Search code examples
regexansibleregex-greedy

How to read a block of text from a file in ansible


Hi I am reading content from a file.

The file contains the following content.

======

interface And

public void and(int, int);

public void nand(int, int);

======

interface Or

 public void or(int, int);

 public void nor(int, int);

======

interface Xor

 public void xor(int, int);

 public void xnor(int, int);

======

interface Not

 public void not(int);

======

class BitWise extends And, Or, Xor, Not

// Implementation of the Interfaces goes here

======

I am trying to read only the interfaces

I went through this How to read a particular part of file in ansible

---
 - name: Read the Interfaces
   hosts: 127.0.0.1
   connection: local
   vars:
      - file_path: " {{ playbook_dir }}/input_file.txt"
      - my_interfaces: []
   tasks:
         - name: Reading the interfaces
           set_fact:
                   my_interfaces: "{{ my_interfaces + [ item ] }}"
           with_lines: "cat {{file_path}}"
           when: item is search('^interface.+?=*')
         - name: Printing all the interfaces
           debug:
                  var: my_interfaces

The Programs Output is

ok: [127.0.0.1] => {
    "my_interfaces": [
        "interface And",
        "interface Or",
        "interface Xor",
        "interface Not"
    ]
}

But The desired output is

ok: [127.0.0.1] => {
    "my_interfaces": [
        "interface And \n public void and(int, int) \n public void nand(int, int)",
        "interface Or \n public void or(int, int) \n public void nor(int, int)",
        "interface Xor \n public void xor(int, int) \n public void xnor(int, int)",
        "interface Not \n public void not(int)",
    ]
}

I think that I am doing something wrong in the regular expression part.
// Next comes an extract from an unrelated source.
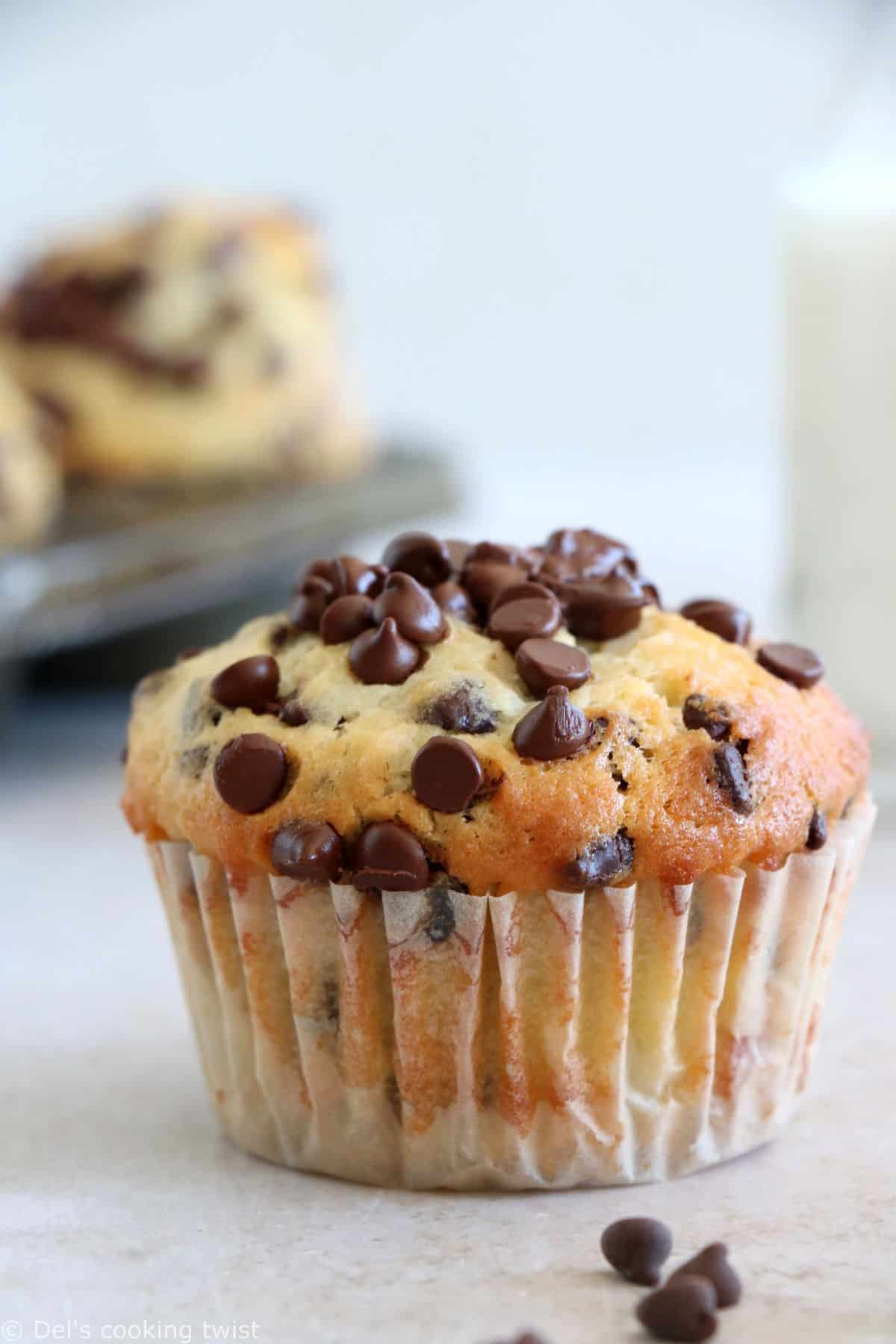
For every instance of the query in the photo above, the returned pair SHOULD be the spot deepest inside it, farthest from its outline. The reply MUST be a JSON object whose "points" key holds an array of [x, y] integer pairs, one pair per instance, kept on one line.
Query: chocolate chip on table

But I don't know how to correct it to get the desired output.Could anyone help me to solve the problem. And is there any other way than this to do the same task.


Solution

  • In your pattern ^interface.+?=* this part .+? is non greedy so the engine would match 1+ times as least as possible. This part =* matches an equals sign 0+ times.

    When there is no equals sign in the interface, it would only match interface followed by a space if the dot does not match a newline.

    You have to enable that the dot matches a newline (use an inline modifier (?s) if supported) if you want to use your pattern. Use a capturing group or a positive lookahead to not match the newline and the equals signs but make sure that it is there.

    (?s)^interface\b.+?(?=\r?\n=)
    

    Regex demo

    Another option could be to match interface and the rest of the line. Then repeat matching lines as long as the next line does not start with an equals sign using a negative lookahead (?!=)

    ^interface\b.*(?:\r?\n(?!=).*)*
    

    Regex demo